Besides being a buoyant way to pique interest in history, You Are There served as a useful disinfecting agent for Cronkite in the age of McCarthyism; only a dyed-in-the-wool patriot, it was presumed, a real flag waver, could possibly host this kind of ma-and-apple-pie schmaltz devoid of contemporary controversy. What McCarthyites didn’t know, however, was that Cronkite’s You Are There producer, Charlie Russell, had surreptitiously hired three talented blacklisted New York writers—Walter Bernstein, Arnold Manoff, and Abraham Polonsky—to write the You Are There teleplays.

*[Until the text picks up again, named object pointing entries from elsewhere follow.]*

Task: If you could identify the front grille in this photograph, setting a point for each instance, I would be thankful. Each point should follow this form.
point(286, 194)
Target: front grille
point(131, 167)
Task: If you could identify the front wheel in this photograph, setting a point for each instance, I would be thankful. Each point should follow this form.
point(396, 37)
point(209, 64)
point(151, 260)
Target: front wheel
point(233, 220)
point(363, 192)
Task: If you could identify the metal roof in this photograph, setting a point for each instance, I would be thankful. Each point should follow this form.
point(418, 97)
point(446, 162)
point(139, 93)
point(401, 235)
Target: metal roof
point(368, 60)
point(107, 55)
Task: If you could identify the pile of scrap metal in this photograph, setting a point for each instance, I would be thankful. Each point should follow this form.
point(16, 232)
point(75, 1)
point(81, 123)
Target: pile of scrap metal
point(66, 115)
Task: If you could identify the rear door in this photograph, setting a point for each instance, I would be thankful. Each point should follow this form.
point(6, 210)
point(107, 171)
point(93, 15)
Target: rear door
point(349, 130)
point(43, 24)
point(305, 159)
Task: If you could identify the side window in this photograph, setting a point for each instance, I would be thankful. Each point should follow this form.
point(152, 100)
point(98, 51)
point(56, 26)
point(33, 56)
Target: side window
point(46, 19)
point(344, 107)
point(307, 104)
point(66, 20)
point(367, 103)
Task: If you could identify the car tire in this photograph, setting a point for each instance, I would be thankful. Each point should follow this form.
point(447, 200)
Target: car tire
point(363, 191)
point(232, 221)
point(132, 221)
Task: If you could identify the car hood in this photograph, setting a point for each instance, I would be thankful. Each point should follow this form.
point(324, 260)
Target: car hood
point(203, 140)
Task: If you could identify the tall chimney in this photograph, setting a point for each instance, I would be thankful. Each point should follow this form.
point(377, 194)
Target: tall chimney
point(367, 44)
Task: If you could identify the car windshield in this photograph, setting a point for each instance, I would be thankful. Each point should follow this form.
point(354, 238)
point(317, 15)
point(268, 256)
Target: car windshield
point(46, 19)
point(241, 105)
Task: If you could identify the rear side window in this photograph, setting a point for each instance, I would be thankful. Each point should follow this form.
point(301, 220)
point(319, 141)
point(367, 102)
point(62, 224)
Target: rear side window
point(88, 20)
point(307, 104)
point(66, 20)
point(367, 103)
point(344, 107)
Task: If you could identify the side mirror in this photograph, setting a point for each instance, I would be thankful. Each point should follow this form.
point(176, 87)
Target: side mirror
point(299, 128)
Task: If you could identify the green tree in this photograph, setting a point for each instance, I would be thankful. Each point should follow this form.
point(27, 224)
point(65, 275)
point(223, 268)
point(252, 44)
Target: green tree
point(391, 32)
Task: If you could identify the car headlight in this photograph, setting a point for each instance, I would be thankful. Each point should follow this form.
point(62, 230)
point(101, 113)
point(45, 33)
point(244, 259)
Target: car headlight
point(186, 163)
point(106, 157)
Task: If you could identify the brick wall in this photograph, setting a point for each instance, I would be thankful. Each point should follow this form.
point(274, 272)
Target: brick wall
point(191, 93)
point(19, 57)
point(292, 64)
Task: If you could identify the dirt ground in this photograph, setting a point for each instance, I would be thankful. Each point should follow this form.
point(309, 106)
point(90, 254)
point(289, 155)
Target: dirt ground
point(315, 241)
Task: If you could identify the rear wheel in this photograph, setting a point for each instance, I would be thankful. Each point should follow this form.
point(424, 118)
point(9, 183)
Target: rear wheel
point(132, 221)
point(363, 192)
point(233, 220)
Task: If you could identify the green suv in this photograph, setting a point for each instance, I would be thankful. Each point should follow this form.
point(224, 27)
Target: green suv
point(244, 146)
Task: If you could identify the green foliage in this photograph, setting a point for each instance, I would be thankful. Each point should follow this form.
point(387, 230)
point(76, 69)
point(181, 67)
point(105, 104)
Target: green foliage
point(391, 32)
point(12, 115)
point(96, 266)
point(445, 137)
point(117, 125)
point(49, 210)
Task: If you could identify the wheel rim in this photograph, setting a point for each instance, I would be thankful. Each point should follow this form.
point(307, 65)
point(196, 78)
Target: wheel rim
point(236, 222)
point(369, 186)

At CBS script meetings, Russell hired “fronts” to fill in for the real troika, to protect their identities. As Cronkite explained to NPR in 2003, Russell wasn’t willing to “play the blacklist game” just to placate CBS censors. Russell’s writers cleverly produced You Are There sketches illuminating the tribulations of Joan of Arc, the Salem witch trials, the death of Socrates, and the Dreyfus Affair to draw subconscious parallels to the malevolence of McCarthyism. It was Cronkite’s own kind of small-p political statement. “History,” Cronkite noted, “offered no shortage of ways to deal obliquely with matters of deception and intellectual freedom.” By 1955, the original blacklisted You Are There writers had been replaced. The show shuttered for good in 1957.